If all of these conditions are met, the seafarer’s income will be exempted from taxation. This provides significant relief to seafarers and helps in avoiding numerous litigations.
ITR Filing for Seafarer or Merchant Nacy Staff
While it’s not obligatory for non-resident seafarers to file their Income Tax Returns (ITR), it’s advisable to do so. Filing ITR serves as proof of your income and could be beneficial when applying for personal loans, education loans, home loans, and so forth. Sometimes, filing ITR for seafarers becomes necessary simply to avoid receiving income tax notices.
Benefits of filing ITR for Seafarers or Merchant Navy Staff
Filing Income Tax Returns (ITR) offers several benefits for seafarers or merchant navy personnel:
- Income Proof: ITR serves as official documentation of your income, which can be essential for various financial transactions, including visa applications, loan approvals, and property purchases.
- Loan Eligibility: Having a filed ITR can enhance your eligibility for loans such as personal loans, education loans, and home loans, as it demonstrates your financial stability and repayment capacity to lenders.

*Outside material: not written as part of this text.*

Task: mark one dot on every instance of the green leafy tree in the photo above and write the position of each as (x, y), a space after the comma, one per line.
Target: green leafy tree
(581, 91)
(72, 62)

- Visa Processing: Many countries require proof of income for visa applications. Filing ITR provides evidence of your income, facilitating smoother visa processing, especially for travel or work-related purposes.

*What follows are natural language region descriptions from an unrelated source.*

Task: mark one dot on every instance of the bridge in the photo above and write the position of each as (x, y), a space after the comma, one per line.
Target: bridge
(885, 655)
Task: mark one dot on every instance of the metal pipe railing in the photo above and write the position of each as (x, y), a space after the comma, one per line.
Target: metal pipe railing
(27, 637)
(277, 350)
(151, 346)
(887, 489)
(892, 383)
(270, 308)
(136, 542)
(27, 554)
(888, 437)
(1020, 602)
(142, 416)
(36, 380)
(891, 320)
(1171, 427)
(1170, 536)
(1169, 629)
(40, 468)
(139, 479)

- Insurance Coverage: Some insurance policies may require proof of income for coverage. Filing ITR ensures that you have the necessary documentation to avail of insurance benefits or coverage.
- Tax Refunds: If taxes were deducted at source or if you’ve paid taxes in excess of your actual liability, filing ITR enables you to claim refunds, ensuring that you receive any owed money back from the government.

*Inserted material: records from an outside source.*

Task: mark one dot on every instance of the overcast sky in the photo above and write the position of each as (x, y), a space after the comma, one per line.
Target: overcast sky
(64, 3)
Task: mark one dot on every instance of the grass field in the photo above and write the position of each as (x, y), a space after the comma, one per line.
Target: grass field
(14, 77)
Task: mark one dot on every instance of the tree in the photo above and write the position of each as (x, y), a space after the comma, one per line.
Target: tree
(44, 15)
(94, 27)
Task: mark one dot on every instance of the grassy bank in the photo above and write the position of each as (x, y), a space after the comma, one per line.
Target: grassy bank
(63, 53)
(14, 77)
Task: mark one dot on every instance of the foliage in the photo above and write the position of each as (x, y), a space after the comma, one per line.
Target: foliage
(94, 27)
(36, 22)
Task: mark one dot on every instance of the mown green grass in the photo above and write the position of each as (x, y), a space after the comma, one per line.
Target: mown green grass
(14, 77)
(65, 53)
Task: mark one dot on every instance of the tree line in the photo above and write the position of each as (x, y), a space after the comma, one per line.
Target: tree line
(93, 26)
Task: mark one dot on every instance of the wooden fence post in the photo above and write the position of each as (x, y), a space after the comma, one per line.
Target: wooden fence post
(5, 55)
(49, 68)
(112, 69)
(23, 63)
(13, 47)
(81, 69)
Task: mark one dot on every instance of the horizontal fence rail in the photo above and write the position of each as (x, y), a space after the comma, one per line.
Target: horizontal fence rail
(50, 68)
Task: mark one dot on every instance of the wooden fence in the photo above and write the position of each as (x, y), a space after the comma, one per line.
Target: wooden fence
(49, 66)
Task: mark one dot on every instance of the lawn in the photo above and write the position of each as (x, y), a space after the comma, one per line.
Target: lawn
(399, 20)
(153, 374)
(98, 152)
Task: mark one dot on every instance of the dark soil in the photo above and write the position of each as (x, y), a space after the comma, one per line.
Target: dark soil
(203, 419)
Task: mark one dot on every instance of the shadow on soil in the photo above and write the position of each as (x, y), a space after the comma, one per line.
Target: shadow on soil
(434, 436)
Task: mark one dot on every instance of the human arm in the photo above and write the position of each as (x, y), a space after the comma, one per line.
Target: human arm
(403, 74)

- Avoiding Notices: Regularly filing ITR helps in avoiding income tax notices or scrutiny from tax authorities, minimizing the risk of penalties or audits.
Overall, filing ITR is not just a legal requirement but also a beneficial practice for seafarers and merchant navy personnel, offering financial security, compliance, and access to various financial opportunities.
Related Judgement for Seafarer:
- Salary credited in NRE a/c of NR seafarer is not taxable just because assessee had mistakenly shown it in ITR
- It would be useful to refer to the case of Tarun Kumar Sarkar 84 taxmann.com 91 (Kolkata – Trib.), wherein the ITAT held that where foreign employer directly credited salary for services rendered outside India into NRE bank account of non-resident seafarer in India, same could not be brought to tax ITA Nos.50&51/Rjt/2018 Shri Vinodkumar Hiralal Raja vs. ITO & 01 other Asst.Year -2006-07 in India in terms of section 5 of the Act. The ITAT observed as below, while passing the order:
“It is found that the impugned issue has been duly addressed by the CBDT Circular No. 13/2017, dated 11-4-2017 as rightly relied upon by the assessee.[Para 11] A perusal of the Circular referred to above shows that salary accrued to a non- resident seafarer for services rendered outside India on a foreign going ship (with Indian flag or foreign flag) shall not be included in the total income merely because the said salary has been credited in the NREaccount maintained with an Indian bank by the seafarer. Remittances of salary into NREAccount maintained with an Indian Bank by a seafarer could be of two types : (i) Employer directly crediting salary to the NRE Account maintained with an Indian Bank by the seafarer ; (ii) Employer directly crediting salary to the account maintained outside India by the seafarer and the seafarer transferring such money to NRE account maintained by him in India. The latter remittance would be outside the purview of provisions of section 5(2)(a), as what is remitted is not ‘salary income’ but a mere transfer of assessee’s fund from one bank account to another which does not give rise to ‘Income’. It is not clear as to whether the expression ‘merely because’ used in the Circular refers to the former type of remittance or the latter.